REVELxp works with 80 different universities during the college football regular season, building an event atmosphere around games that may or not have a major feel. If you’ve been to a University of Houston football tailgate, you’ve seen their work in action with the various games, booths and giveaways outside TDECU Stadium. REVEL also does game day work for UT, Texas A&M, TCU. Texas Tech, Baylor and SMU.

The College Football Playoff offerings are decidedly more premium — and also a sign of where sports are going in the big event space. REVEL plans to expand its auto racing and horse racing premium offerings in 2024, a reflection of where glossy, high-dollar entities like Formula 1 are driving things.

“There’s almost a more fundamental and universal aspect there,” Day says of the sea change hitting in-person sports viewing. “There’s also the idea that this is more than the game. It’s the party around the game.”

It’s the sports viewing equivalent of the difference between flying private and flying stuck in the middle seat of coach.

REVELxp creates zones that take a typical game experience — even for a monumental game like the College Football National Championship Game in Houston — to another level.
REVELxp creates zones that take a typical game experience — even for a monumental game like the College Football National Championship Game in Houston — to another level.

Still, college football — even in its season-ending CFP showcase — maintains some of its authenticity, the rabid passion that defines fall Saturdays for so many in America. These playoffs — which will expand to 12 teams (from the current four) and grow from a three game event to an 11 game extravaganza starting next year — still aren’t as close t0 corporate ticket driven as the Super Bowl, the U.S. Open or a Formula 1 race.

“The college football national championship is very unique compared to other national championship events in that it is still very much college football,” Day says. “It’s still a fan event, not a corporate junket.”

The leadership team at REVELxp is made up of sports fanatics at heart, with many of them having worked in the sports business side of things for years. The idea is to amplify what already works about these major events while adding many levels of personalization and VIP worthy perks.
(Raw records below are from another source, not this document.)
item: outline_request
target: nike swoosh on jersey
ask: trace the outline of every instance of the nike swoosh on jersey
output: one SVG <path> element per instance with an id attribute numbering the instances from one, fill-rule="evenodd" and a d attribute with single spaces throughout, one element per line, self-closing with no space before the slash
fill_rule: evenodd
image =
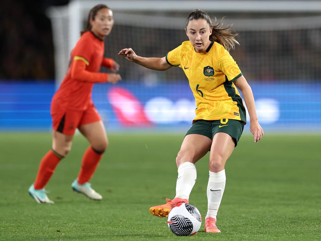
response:
<path id="1" fill-rule="evenodd" d="M 219 189 L 218 190 L 212 190 L 212 189 L 211 188 L 210 189 L 210 190 L 212 192 L 216 192 L 217 191 L 221 191 L 221 189 Z"/>
<path id="2" fill-rule="evenodd" d="M 222 127 L 223 126 L 228 126 L 228 125 L 223 125 L 222 126 L 222 125 L 220 125 L 219 126 L 219 128 L 221 128 L 221 127 Z"/>

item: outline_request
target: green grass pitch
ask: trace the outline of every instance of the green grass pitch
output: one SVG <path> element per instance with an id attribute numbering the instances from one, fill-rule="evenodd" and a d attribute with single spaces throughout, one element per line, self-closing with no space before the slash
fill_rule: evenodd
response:
<path id="1" fill-rule="evenodd" d="M 39 204 L 28 189 L 50 148 L 50 133 L 0 133 L 0 240 L 321 240 L 321 156 L 317 135 L 269 135 L 258 143 L 244 135 L 225 166 L 218 216 L 221 234 L 204 231 L 208 154 L 196 164 L 190 197 L 203 218 L 199 232 L 178 237 L 150 207 L 175 194 L 175 159 L 184 134 L 108 136 L 109 148 L 91 181 L 103 196 L 72 191 L 88 146 L 75 137 L 71 151 L 47 185 L 53 205 Z"/>

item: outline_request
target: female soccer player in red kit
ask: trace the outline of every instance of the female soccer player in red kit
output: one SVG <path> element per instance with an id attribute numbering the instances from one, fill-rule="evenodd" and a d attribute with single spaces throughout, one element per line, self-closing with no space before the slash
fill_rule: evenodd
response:
<path id="1" fill-rule="evenodd" d="M 44 187 L 60 160 L 70 150 L 76 128 L 90 146 L 83 155 L 80 172 L 72 187 L 90 198 L 102 198 L 88 182 L 108 144 L 103 124 L 91 99 L 91 90 L 94 83 L 115 84 L 121 79 L 118 74 L 98 73 L 101 66 L 113 72 L 119 68 L 113 60 L 103 57 L 104 40 L 113 25 L 111 10 L 104 4 L 95 6 L 89 12 L 86 29 L 71 51 L 67 74 L 51 103 L 52 149 L 43 157 L 36 180 L 29 189 L 30 195 L 39 203 L 54 203 L 47 196 Z"/>

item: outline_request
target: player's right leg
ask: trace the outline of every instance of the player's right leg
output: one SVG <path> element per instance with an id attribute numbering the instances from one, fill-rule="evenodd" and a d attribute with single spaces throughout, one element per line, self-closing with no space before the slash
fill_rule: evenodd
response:
<path id="1" fill-rule="evenodd" d="M 211 139 L 206 136 L 187 132 L 176 158 L 178 175 L 176 195 L 172 200 L 167 199 L 165 204 L 152 207 L 149 210 L 151 213 L 160 218 L 167 217 L 176 205 L 182 202 L 188 203 L 189 194 L 196 181 L 196 168 L 194 164 L 207 153 L 212 142 Z"/>
<path id="2" fill-rule="evenodd" d="M 52 149 L 42 158 L 39 165 L 35 182 L 28 190 L 29 193 L 38 203 L 53 203 L 48 198 L 45 186 L 53 174 L 60 160 L 71 148 L 75 128 L 72 128 L 71 123 L 74 122 L 74 115 L 58 110 L 53 113 Z"/>

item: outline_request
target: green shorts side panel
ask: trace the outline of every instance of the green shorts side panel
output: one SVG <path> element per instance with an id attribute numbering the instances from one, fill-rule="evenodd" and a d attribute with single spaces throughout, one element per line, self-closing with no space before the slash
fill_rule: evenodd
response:
<path id="1" fill-rule="evenodd" d="M 244 124 L 243 121 L 235 120 L 222 119 L 215 121 L 200 120 L 193 123 L 185 136 L 190 134 L 198 134 L 213 139 L 217 133 L 224 132 L 228 134 L 233 138 L 236 147 L 244 128 Z"/>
“It’s premium but also bringing a community together,” REVEL chief people officer Kelli Hilliard tells PaperCity. “We’ll create hospitality spaces, get fans together to be part of something.”

No one will know which two teams will meet to decide the national title in Houston until the semifinals pitting Michigan against Alabama and UT against Washington are played on New Year’s Day. Texas winning would create even more demand for national championship game tickets, but it won’t change the desire for something besides just a seat at NRG Stadium.

“In a lot of areas, the game day experience might be. . . Broken might be too strong a word,” Day says. “But it needs to be improved. The modern consumer in all fronts wants to be wowed. And they’re comparing a sports experience to a variety of other things in their life.

“The teams that we work with, it’s not good enough to just put a ball on the field and say just show up.”

Instead, everything must be a show. One designed to make personal memories that stick long after the championship confetti has fallen.